13 April 1985: Paul Gascoigne, 17-year-old midfielder, makes his debut for Newcastle United in a 1-0 First Division home win over Queen's Park Rangers.

20 April 1985: Tony Daley, 17-year-old winger, makes his debut for Aston Villa in a 0-2 First Division defeat at Southampton.
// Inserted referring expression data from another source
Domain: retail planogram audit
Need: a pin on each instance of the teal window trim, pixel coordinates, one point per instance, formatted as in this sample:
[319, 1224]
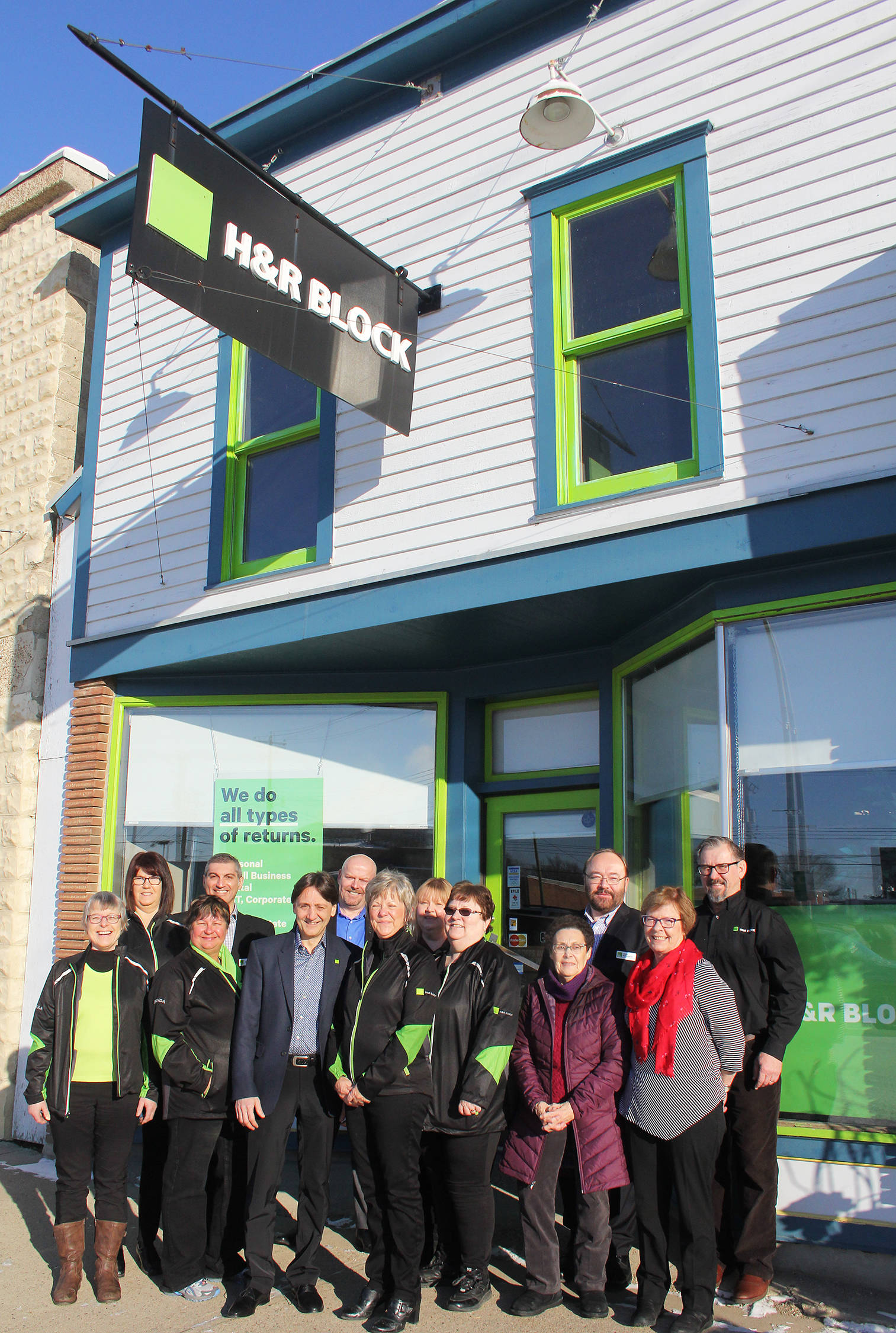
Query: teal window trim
[497, 704]
[231, 456]
[682, 156]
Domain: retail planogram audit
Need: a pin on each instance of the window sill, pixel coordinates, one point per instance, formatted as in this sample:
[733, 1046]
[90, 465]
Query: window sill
[709, 478]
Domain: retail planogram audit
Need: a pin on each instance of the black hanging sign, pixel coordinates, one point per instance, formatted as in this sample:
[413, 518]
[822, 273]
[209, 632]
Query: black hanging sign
[234, 251]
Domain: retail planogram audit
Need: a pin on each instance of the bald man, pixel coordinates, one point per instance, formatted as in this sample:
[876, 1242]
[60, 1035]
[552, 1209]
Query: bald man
[351, 915]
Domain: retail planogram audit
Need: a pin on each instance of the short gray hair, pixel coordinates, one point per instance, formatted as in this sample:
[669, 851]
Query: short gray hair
[396, 883]
[105, 900]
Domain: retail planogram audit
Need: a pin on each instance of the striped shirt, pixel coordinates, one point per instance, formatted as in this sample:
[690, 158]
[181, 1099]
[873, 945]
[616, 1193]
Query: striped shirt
[709, 1040]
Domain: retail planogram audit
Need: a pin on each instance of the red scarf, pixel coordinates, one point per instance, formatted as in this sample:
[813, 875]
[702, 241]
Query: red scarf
[669, 984]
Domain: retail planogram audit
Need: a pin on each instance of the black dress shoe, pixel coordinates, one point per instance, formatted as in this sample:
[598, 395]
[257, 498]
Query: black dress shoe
[527, 1303]
[306, 1299]
[245, 1305]
[364, 1307]
[645, 1313]
[692, 1323]
[396, 1315]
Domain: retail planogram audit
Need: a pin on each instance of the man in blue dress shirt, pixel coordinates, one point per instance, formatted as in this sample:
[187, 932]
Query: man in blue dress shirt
[351, 914]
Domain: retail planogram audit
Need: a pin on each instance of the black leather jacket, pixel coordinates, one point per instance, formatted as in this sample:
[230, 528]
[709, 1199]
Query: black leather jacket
[49, 1074]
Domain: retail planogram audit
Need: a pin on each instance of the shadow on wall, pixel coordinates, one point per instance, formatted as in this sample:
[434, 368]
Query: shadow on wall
[23, 664]
[827, 366]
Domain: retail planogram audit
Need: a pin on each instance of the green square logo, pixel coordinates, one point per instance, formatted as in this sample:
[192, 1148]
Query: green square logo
[179, 207]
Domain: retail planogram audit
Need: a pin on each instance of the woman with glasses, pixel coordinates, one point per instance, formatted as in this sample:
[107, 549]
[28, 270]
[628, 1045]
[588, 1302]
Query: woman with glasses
[88, 1078]
[151, 939]
[688, 1044]
[383, 1078]
[479, 1000]
[569, 1064]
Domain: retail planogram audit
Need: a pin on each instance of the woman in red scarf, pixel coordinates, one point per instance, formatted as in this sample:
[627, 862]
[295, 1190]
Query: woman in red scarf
[687, 1047]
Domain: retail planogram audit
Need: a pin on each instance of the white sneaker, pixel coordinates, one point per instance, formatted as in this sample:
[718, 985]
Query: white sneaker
[199, 1291]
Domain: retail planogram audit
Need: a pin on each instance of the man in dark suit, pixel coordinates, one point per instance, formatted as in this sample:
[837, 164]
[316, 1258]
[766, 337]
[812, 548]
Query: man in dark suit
[290, 988]
[619, 935]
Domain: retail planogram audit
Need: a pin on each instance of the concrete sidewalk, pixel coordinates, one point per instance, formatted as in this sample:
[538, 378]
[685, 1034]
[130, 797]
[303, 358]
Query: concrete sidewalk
[814, 1287]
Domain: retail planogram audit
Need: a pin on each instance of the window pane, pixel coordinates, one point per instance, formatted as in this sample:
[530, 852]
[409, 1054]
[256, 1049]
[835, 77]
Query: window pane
[624, 263]
[275, 399]
[672, 767]
[545, 736]
[280, 502]
[378, 771]
[623, 428]
[815, 760]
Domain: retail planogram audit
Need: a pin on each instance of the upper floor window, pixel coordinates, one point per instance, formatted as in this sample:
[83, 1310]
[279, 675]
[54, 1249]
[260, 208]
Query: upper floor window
[627, 382]
[278, 482]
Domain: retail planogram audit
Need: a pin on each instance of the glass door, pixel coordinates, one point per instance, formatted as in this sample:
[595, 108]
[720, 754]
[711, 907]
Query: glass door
[537, 848]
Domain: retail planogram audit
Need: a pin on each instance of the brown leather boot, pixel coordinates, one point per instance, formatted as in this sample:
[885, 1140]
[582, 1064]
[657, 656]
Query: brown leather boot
[107, 1243]
[70, 1243]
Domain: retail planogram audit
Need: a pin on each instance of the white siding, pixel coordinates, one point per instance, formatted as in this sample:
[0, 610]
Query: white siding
[803, 185]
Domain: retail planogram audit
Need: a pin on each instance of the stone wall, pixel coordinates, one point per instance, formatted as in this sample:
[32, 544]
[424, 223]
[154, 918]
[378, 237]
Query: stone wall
[47, 310]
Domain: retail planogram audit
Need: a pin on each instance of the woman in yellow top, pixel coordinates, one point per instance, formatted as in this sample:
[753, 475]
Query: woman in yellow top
[87, 1076]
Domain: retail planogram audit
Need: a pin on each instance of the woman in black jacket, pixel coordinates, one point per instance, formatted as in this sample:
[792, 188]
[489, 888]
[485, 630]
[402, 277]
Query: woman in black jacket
[479, 1001]
[87, 1076]
[383, 1076]
[151, 939]
[194, 1004]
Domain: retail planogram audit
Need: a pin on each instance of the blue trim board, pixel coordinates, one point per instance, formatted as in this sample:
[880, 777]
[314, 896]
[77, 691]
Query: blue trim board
[458, 39]
[91, 438]
[667, 563]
11 May 1985: Dennis Wise, 18-year-old winger, makes his debut for Wimbledon in 2–1 home win over Cardiff City in the Second Division.

==Deaths==
- 14 August 1984 – Mike Barrett, 24, Bristol Rovers winger. Died as a result of cancer.
- 6 November 1984 – Micky Cave, 35, former Torquay United, AFC Bournemouth and York City midfielder. Died from accidental carbon monoxide poisoning.
- 27 December 1984 - Leslie Compton, 72, who played senior football and cricket between 1930 and 1956, died from a diabetes related illness. He spent his entire footballing career at Arsenal and was capped twice for England in 1950 at the age of 38.
- 9 March 1985 - Harry Catterick, 65, manager of Everton from 1961 to 1973, during which time they won two league titles and an FA Cup. Died from a heart attack at Goodison Park after watching Everton draw 2–2 with Ipswich Town in the quarter-final of the FA Cup.